Why do I have to think like that? he wondered. I know dozens of officers with their own quirks of taste, dress and behaviour and they're just real people who'd be incomplete without such little fads. Why do I have to conform, to feel real only when I'm being normal? You conforming? he could hear George and Agnes shout in disbelief. But that's not what I mean, he would reply; why can't I just be myself?

But who am I? I used to be Harry Maxim, then I was me and Jenny, and now I just don't know and it'll take more than lemon tea and a pink silk handkerchief in my sleeve and reading Goethe over breakfast to tell me.

George rang. "Get your conscience clean, bright and slightly oiled: it's when-did-you-last-see-your-father time."

"Them?"

"Them. It had to happen."

They met in an undistinguished office blockjust off the Euston Road, two floors of which were used as secure neutral territory for committees and meetings between Government departments who would lose face by visiting the other fellow's wigwam. George didn't bother to explain the process by which he had deflected the first demand-that Maxim go round to Century House by himself- by a counter-offer of Number 10("As it's a Saturday, we could use the Cabinet Room; think how that would look in your memoirs") – or one of his clubs, naming the one that had been effectively the HQ of the Intelligence Service in the heady days of World War II, and finally agreeing on this no-man's-land. Somewhere in the hassle he had got what he really wanted: to go along himself.

"You took your time," he grumped at Maxim.

"I stopped to make a phone call, and I thought I'd better drop off some clothes at the dry-cleaner's." He was wearing his green blazer again.

George, usually a sloppy dresser at weekends – in an expensive sort of way – had on a weekday suit in his usual Prince-of-Wales check and a Dragoon Guards tie. That meant he was expecting trouble. "Any news of our patient?"

"Had a good night, barely any temperature, eating a drop of soup."

They began filling in forms for security passes at the little reception desk while a faded old man in a messenger's uniform rang number after number to find out where the meeting was being held. He couldn't.

"It's because it's Saturday, see," he said. "They could have fixed it while I was out at lunch and they never tell you, not if it's Saturday."

"Perhaps it's secret," Maxim suggested.

"Oh yes, sir, it's all secret, but the trouble is they don't tell you about it."

"Where does the Intelligence Service usually meet?" George demanded.

"The gentlemen attached to the Foreign Office," the old man corrected him, "usually use interview rooms 23Cor 23D. But they haven't got phones, see. "

They found them in 230.

It was a square plain room, painted pale green below the cream above, in gloss, which showed up every unevenness in the plaster. The lower half of the window was frosted glass, and the furniture could have been hauled out of store five minutes before. A small gravy-coloured carpet, a trestle table in front of the window and five folding chairs, three of them behind the table and occupied. It was all very deliberate, keeping the interrogators' faces dark against the bright window, and it made Maxim grin.

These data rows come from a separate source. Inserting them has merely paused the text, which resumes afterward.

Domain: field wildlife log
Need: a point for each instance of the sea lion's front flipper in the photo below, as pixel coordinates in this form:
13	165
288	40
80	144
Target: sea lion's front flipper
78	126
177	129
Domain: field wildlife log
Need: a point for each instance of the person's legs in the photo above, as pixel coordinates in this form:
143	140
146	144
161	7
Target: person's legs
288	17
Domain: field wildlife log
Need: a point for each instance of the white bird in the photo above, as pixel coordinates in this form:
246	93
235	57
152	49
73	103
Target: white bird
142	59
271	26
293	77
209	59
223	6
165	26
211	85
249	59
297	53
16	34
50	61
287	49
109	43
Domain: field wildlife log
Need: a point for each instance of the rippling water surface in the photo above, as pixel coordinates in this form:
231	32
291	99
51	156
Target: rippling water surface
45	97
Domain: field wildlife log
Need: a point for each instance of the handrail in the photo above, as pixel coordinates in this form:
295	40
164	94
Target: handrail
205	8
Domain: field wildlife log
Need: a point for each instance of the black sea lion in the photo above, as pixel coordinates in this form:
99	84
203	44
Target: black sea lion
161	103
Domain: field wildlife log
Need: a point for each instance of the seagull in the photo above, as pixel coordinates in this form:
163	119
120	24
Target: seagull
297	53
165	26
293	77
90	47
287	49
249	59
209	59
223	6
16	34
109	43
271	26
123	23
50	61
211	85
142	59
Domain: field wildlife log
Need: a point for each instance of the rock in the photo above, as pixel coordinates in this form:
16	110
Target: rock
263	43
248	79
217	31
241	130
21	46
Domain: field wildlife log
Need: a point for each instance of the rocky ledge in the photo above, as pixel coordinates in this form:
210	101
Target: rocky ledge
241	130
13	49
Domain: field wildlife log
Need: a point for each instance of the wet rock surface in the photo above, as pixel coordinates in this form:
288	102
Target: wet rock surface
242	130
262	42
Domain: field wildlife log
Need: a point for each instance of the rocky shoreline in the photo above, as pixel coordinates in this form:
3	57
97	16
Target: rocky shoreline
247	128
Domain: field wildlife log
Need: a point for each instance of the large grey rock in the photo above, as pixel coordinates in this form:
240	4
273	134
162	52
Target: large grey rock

George kicked one of the spare chairs across against the wall and sat heavily on it. "I thought we were only playing two a side, but never mind. Do you all know Major Maxim?"

Maxim had met Guy Husband before, once. The younger man smoking a cigarette, and whose ashtray was already half full, turned out to be Dieter Sims. The woman with a wide face and carefully frizzed hair was Miss Milward from the Foreign Office. Nobody shook hands.

Husband shot his crisp pink cuffs and laid his forearms fastidiously on the scarred tabletop, bracketing a small heap of files. This time, all the home team had paperwork with them. "We are agreed that there shall be no minutes, that this is all off the record?" he asked, just for the record.

"Oh, I can't promise that, " George said. "If the Headmaster wants to know what's going on, it's my job to tell him. I don't necessarily have to get him over-excited, mind, but the decision has to be mine. "

Husband and Miss Milward swapped what might, in that light, have been surprised looks. The very idea of being 'off the record' was nonsense, since the room was almost certainly wired, but George should still have stuck to protocol and said something polite like Oh yes, of course.